Sorry if I spoiled the movie for you there. Everyone knows where this film is going, surely? Certainly my own experience of it was tinted from the start by my anticipation of what was going to happen: Something Bad was going to happen to Franco's character, which would eventually lead to him doing Something Arguably Even Worse to himself.

Except it isn't quite like that in the end. The sequences before and after the canyon are really just an extended prologue and epilogue to the meat of the film, which is Franco, his arm trapped, trying to come to terms with what's happening and find a way out. It's one character, with very limited mobility, in the same location for most of this film.

My issue with Danny Boyle as a director is his over-fondness for intrusive stylistic and cinematographic fireworks. When this suits the particular story he's telling, the results can be extraordinary, but all too often he seems to be cramming them in just because he likes them, not because they're appropriate to the subject-matter. Luckily, this story is crying out for that sort of thing. Even so, Boyle is relatively restrained and doesn't go too far down the route of out-of-canyon dream sequences and flashbacks - instead, doing things like sticking the camera in odd places, such as inside Franco's water bottle and so on.

Franco himself is excellent. In the past I have occasionally been sniffy about some of his performances ('looks like he has wind throughout' was, I believe, my considered opinion of his turn in Tristan + Isolde), but he's utterly mesmeric here. Very quickly he wins your sympathy entirely, especially as he comes to realise what his predicament says about him as a person, and the final moments, where - his former shell of cocky independence in smithereens - he cries out desperately for help from strangers, are desperately moving.
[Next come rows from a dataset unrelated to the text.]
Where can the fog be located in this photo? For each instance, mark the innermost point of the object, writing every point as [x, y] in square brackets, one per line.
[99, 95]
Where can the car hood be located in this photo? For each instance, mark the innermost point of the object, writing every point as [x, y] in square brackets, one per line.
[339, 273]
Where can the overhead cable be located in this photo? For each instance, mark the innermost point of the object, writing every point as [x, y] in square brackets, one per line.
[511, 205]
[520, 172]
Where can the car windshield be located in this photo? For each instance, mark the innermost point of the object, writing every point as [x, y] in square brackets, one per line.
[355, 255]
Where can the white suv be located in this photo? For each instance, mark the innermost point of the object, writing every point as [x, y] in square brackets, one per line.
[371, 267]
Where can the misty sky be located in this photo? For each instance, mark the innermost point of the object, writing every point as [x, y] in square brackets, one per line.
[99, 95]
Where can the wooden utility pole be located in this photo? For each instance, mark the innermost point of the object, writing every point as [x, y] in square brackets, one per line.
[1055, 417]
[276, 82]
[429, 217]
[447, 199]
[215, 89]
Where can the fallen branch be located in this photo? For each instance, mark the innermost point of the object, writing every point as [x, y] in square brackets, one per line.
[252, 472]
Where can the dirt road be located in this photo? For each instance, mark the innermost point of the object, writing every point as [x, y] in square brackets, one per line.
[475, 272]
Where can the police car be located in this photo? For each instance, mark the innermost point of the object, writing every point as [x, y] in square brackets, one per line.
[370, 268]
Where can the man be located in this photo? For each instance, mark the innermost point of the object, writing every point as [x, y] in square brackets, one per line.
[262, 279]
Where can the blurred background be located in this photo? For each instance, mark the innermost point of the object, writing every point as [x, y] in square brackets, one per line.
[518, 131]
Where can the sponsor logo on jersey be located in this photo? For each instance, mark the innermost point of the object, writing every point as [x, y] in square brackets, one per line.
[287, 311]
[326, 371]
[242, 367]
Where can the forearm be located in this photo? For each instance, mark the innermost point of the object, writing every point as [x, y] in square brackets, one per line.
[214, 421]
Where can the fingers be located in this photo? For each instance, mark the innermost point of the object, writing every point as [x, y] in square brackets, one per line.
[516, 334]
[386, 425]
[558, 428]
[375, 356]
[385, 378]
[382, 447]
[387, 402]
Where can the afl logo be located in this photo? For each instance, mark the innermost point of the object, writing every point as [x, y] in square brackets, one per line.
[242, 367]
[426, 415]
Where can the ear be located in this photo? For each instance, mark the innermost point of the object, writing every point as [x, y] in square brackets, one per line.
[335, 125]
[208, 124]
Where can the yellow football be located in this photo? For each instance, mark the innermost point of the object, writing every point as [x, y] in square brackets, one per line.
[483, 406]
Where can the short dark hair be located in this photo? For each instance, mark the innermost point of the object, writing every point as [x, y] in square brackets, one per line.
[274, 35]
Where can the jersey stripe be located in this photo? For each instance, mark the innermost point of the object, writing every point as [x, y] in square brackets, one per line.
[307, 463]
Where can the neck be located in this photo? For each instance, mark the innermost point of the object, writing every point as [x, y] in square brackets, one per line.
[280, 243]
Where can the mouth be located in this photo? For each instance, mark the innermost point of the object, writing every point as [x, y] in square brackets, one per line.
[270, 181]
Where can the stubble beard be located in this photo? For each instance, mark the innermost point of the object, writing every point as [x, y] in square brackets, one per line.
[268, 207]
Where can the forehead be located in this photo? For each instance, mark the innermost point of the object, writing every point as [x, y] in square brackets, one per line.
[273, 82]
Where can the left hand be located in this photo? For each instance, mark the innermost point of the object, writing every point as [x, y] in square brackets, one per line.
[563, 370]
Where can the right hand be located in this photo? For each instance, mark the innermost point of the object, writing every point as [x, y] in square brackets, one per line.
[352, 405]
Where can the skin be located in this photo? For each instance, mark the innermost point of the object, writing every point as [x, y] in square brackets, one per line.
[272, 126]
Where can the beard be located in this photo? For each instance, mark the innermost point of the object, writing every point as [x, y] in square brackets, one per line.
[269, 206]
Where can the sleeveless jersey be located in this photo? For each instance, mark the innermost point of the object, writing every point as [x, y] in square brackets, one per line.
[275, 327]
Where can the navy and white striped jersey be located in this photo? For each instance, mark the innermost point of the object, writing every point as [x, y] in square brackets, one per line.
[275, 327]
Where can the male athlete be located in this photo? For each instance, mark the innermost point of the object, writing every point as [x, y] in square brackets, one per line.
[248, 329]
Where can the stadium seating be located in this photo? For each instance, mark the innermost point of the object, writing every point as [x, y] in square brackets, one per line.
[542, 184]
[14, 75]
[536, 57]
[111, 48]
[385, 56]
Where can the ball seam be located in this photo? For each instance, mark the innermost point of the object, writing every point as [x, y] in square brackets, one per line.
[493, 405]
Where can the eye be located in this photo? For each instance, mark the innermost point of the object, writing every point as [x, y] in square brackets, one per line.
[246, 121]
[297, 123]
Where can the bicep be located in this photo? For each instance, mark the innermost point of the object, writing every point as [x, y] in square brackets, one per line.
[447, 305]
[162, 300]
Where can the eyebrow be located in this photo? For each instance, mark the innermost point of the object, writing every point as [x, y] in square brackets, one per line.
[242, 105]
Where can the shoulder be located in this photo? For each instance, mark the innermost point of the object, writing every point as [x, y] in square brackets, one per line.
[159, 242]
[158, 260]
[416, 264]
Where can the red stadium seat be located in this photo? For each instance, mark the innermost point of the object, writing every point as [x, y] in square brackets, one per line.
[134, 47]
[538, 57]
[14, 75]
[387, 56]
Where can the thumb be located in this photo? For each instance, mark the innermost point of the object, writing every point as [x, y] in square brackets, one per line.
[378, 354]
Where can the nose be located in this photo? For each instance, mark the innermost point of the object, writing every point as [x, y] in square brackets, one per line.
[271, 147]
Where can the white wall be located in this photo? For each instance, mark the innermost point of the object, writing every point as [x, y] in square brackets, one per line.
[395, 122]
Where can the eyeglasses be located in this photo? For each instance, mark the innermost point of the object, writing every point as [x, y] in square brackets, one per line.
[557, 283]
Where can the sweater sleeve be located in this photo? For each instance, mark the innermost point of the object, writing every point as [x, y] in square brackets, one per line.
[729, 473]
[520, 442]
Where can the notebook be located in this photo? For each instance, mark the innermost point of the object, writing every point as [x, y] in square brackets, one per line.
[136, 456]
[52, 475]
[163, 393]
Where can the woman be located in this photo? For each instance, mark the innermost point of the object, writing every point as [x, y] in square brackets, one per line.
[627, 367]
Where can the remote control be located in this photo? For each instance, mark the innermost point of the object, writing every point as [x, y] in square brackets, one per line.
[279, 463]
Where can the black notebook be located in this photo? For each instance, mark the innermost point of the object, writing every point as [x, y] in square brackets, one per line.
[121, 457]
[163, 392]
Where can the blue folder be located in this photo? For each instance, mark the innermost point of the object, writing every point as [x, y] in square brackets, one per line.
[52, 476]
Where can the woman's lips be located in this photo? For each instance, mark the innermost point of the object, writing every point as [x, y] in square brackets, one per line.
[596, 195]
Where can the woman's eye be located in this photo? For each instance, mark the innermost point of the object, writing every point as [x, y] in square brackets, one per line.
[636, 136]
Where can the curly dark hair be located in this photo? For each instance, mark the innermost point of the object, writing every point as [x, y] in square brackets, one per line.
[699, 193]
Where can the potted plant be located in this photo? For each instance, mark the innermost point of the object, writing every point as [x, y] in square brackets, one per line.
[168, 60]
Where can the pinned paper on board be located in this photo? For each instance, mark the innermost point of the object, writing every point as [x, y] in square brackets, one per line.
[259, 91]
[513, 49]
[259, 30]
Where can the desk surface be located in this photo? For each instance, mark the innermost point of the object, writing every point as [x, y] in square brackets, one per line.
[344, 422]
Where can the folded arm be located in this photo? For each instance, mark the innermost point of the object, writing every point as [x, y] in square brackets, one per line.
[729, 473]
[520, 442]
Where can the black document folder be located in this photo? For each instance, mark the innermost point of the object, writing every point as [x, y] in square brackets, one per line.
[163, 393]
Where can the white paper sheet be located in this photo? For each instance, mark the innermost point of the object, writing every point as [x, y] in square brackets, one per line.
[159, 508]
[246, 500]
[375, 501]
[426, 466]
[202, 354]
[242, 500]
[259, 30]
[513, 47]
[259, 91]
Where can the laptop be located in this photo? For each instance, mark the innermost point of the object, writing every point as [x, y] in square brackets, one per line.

Somewhere in there, of course, is the arm-hacking-off moment, which I for one enjoyed with my teeth clamped firmly around the strap of my backpack. It's a deeply, deeply harrowing thing to watch, and Boyle doesn't shy away from the full queasy ick of it. That said, the film does manage the remarkable feat of taking you to a place where Ralston's decision seems wholly rational and you can even imagine yourself doing the same thing - self-mutilation really does seem like the least worst option in the situation.

While it doesn't feature a balding ex-diver with a wandering accent taking off his shirt and kicking people in, 127 Hours is still a superb movie. It reminded me a lot of Touching The Void, another almost-unbelievable tale of human survival against the odds. The story is unforgettable, the direction does it full justice, and there's a monumental performance from the lead actor. One to watch and marvel at, while you're resolving never to set foot out of your house alone again.